A Constituição define um prazo de 30 dias para a apreciação, mas, antes de uma resolução de 2013, a contagem dependia da convocação de uma sessão. A partir de então, o período passou a ser contado já a partir do registro do veto pelo Congresso.

Além disso, o regimento estabeleceu uma data fixa para convocação de sessão, a terceira terça-feira de cada mês, e definiu que a apreciação deveria ocorrer independentemente da formação ou relatório de uma comissão mista.

“Para o Legislativo, isso é um rito corriqueiro”, diz Meireles.
Nesse cenário, o dado mais relevante não é a quantidade de vetos. A variação no percentual de derrubados, por outro lado, pode indicar dificuldades de interlocução e de controle da agenda legislativa pelo Executivo, afirma o professor.

Professora da UFPR (Universidade Federal do Paraná), Graziella Testa afirma que a frequência com que vetos têm sido rejeitados no Congresso é um indicativo de que o presidencialismo de coalização no formato que funcionava 15 anos atrás não existe mais.

“Ainda temos um presidencialismo de coalização. Sempre tivemos um Congresso com um papel relevante, mas hoje temos um Congresso que funciona de forma muito coesa e que se coloca diante do Executivo por conta dessa coesão”, diz ela.

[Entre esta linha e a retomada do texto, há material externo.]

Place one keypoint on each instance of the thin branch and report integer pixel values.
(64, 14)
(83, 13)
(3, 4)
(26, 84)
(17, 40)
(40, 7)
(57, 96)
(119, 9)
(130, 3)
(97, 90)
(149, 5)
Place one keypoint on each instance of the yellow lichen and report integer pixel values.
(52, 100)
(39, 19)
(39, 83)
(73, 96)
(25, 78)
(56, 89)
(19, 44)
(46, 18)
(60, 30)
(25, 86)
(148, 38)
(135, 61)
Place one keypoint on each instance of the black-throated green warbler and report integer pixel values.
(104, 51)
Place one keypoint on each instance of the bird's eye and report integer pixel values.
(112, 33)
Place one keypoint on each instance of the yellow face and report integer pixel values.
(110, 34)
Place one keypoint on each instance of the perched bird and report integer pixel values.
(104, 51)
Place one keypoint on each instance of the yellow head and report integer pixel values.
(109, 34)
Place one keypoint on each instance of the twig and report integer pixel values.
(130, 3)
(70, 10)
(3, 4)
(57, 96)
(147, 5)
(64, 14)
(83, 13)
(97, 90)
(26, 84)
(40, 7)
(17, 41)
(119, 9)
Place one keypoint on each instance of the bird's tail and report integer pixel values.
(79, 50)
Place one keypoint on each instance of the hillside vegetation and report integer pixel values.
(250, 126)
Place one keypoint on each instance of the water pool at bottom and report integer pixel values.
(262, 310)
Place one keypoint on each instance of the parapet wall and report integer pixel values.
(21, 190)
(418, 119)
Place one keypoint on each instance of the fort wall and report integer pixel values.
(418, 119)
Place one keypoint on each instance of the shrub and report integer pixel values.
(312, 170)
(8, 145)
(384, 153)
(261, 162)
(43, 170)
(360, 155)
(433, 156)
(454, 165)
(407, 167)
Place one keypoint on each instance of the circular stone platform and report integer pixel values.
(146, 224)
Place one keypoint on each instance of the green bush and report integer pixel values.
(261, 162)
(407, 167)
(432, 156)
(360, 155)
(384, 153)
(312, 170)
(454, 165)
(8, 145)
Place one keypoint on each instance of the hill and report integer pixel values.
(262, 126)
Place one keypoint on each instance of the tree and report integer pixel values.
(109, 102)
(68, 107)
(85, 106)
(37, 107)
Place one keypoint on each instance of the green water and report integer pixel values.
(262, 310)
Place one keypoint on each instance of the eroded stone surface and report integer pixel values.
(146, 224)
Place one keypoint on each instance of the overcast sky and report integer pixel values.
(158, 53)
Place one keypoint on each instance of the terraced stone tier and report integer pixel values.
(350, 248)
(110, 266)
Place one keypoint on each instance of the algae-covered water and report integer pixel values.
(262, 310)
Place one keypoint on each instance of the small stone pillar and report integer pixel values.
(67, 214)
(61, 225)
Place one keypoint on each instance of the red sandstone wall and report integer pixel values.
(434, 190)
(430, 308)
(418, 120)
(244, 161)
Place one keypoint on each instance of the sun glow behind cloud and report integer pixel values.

De acordo com a pesquisadora, em um contexto mais amplo da relação com o Legislativo, o Planalto tem hoje menos ferramentas e prerrogativas para construir governabilidade.

Para o cientista político Rafael Silveira, professor do IDP e da escola de governo do TCU (Tribunal de Contas da União), há um componente estrutural e outro conjuntural nesse movimento.

O primeiro é o fato de o Congresso ter passado a analisar vetos de forma mais sistemática. Isso deve permanecer. O percentual, no entanto, pode ter um caráter de momento e variar conforme o alinhamento político entre os Poderes.

Segundo ele, a tendência futura vai depender do resultado eleitoral. Se Lula, que lidera as pesquisas para as eleições de 2026, obtiver uma margem confortável de votos, seu poder de barganha tende a aumentar e, com isso, a taxa de vetos derrubados cairia.

Em um cenário de votação acirrada, como ocorreu em 2022, por outro lado, a expectativa é de manutenção de percentuais elevados, em reflexo da maior tensão entre os Poderes.